Prof Barnard carried out seminal research on Jurassic foraminifera and produced pioneering publications on calcareous nannofossils. He led the founding of UCL’s world regarded taught postgraduate programme in micropalaeontology in the 1950s. Tom was responsible for training a generation of leading micropalaeontologists, including Prof Fred Banner, who returned to UCL in 1983 following Barnard’s retirement.
Although my UCL-based training and supervision was overseen by Profs Alan Lord and Fred Banner, I had the pleasure of being taught in part by Tom Barnard in my first year in UCL, just as he was retiring. I had arrived at UCL on a scholarship from Lebanon (then being torn apart by civil war), and had just finished an intensive course in English. He was indulgent of my then less than perfect linguistic skills, and I recall an enjoyable, but somewhat bemusing first field trip with him to the Paris Basin. After his retirement, Tom remained active, but was rarely seen in the Department ... I am sure he had many better things to do with his leisure time!

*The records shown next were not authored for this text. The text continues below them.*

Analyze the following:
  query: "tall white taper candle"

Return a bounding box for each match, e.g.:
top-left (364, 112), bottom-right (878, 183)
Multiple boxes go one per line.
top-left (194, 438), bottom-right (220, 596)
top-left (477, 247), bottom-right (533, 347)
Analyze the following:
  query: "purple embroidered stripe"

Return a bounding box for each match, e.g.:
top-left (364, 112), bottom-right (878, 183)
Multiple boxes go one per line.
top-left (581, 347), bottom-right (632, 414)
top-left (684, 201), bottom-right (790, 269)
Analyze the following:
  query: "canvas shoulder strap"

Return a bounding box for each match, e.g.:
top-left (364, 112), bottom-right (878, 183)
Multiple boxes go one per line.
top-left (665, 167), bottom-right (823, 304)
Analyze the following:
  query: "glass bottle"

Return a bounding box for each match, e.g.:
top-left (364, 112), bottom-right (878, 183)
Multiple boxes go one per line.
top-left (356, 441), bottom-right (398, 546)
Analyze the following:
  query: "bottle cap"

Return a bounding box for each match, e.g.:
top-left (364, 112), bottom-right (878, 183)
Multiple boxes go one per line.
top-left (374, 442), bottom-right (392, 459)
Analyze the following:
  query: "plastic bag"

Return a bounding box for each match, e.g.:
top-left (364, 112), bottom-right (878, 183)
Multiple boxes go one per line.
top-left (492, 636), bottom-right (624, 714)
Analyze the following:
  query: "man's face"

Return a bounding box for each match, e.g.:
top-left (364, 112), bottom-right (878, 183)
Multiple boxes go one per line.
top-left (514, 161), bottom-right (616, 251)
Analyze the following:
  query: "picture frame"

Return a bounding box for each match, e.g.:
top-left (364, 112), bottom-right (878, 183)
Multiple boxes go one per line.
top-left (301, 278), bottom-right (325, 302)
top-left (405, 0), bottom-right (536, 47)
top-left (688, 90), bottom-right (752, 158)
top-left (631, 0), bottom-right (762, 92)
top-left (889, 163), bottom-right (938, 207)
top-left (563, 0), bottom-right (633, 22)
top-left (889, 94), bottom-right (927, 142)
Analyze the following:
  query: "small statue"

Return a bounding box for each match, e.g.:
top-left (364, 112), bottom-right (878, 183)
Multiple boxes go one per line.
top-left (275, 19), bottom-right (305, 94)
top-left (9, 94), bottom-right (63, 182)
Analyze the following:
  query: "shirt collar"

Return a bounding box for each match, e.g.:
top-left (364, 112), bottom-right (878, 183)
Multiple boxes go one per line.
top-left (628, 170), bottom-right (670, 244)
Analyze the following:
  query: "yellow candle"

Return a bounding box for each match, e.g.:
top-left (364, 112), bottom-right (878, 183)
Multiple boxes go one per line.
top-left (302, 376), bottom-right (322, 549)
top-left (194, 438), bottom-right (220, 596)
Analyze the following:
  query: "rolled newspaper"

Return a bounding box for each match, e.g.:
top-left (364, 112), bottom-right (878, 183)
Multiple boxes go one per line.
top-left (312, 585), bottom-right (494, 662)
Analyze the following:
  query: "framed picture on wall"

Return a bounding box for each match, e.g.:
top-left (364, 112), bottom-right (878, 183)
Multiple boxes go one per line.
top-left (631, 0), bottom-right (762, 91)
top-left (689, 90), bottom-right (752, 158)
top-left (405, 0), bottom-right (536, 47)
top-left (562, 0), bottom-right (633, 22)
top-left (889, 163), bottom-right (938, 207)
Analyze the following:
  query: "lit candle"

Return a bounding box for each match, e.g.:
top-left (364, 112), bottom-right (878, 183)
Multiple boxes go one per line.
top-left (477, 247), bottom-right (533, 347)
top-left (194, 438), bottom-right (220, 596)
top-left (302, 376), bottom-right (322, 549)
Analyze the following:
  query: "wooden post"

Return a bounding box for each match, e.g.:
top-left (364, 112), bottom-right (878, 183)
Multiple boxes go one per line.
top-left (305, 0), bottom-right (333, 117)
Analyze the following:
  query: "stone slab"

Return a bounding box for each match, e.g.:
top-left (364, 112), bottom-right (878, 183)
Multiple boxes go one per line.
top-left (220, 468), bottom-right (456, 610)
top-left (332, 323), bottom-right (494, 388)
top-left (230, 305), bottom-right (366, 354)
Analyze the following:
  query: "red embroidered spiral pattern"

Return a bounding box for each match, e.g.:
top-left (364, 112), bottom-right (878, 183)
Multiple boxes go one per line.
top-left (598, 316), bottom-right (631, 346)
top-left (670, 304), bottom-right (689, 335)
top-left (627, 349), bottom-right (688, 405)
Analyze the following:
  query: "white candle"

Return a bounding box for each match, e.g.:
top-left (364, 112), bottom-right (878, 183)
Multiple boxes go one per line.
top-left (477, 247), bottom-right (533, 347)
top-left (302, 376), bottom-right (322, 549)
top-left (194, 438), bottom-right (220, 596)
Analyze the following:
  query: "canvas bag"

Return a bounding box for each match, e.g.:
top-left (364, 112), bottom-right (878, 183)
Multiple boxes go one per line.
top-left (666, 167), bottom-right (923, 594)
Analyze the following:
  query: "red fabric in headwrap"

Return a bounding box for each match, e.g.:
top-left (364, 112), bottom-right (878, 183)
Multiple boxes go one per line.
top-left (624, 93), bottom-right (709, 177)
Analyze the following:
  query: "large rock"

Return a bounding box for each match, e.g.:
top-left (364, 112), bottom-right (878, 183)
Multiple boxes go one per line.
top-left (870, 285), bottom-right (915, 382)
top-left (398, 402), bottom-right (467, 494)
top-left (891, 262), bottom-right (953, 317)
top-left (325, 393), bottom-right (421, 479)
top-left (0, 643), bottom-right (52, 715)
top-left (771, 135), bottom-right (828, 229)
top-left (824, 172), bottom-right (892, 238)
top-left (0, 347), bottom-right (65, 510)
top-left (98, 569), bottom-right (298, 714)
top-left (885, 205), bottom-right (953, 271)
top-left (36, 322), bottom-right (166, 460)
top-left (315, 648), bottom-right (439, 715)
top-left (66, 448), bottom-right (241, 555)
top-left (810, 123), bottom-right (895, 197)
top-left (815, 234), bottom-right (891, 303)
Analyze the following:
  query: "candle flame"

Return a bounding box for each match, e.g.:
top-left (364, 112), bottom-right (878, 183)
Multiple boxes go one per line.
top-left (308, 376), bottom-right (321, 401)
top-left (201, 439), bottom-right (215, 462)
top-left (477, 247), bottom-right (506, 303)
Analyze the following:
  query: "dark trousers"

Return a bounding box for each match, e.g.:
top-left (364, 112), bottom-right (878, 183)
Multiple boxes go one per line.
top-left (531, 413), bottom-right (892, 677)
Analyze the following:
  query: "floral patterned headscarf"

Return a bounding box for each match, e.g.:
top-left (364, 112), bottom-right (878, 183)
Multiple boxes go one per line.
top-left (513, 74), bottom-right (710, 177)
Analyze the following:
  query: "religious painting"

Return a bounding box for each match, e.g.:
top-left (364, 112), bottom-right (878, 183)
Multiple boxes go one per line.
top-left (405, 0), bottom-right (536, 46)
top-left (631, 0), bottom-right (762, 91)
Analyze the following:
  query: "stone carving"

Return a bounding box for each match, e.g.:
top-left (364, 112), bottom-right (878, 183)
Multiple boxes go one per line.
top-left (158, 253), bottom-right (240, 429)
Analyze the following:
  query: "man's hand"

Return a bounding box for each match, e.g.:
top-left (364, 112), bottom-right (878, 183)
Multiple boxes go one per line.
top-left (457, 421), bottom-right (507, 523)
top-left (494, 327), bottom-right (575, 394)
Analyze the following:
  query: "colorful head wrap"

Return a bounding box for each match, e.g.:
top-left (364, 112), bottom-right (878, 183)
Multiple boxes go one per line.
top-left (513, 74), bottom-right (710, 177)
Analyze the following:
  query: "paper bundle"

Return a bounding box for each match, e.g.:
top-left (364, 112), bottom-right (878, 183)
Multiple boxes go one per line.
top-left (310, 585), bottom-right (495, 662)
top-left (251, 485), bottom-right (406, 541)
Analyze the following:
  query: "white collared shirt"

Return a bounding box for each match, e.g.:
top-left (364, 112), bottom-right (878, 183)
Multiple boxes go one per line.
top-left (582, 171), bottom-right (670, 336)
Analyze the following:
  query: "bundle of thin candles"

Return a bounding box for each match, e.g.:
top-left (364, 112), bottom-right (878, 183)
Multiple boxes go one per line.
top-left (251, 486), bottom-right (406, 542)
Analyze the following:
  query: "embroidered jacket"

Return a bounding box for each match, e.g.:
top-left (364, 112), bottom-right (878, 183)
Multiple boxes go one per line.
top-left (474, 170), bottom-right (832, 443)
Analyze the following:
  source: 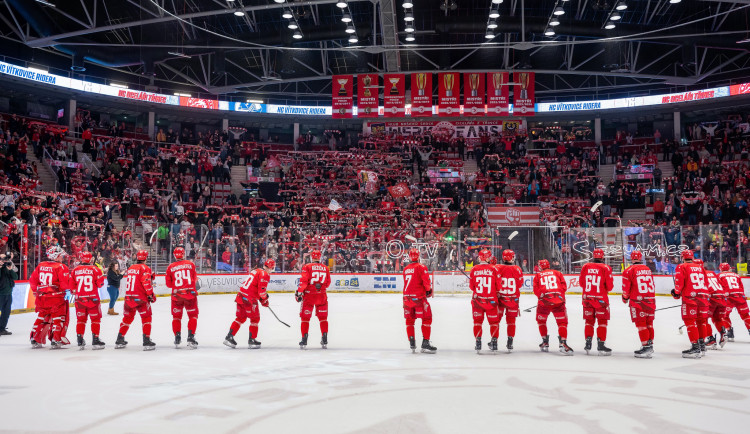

Tom Barnard’s death marks the end of an era. He was a pioneer in foraminiferal research, which has subsequently grown to be so significant in biostratigraphy and oceanography. But he was also the link between today’s modern UCL Department of Earth Sciences, whose foundations were laid by Mike Audley-Charles in the 1980s, and the more historic UCL Department of Geology, created by Professor Hollingworth at the end of the Second World War. Tom Barnard’s life and contribution to UCL will not be forgotten.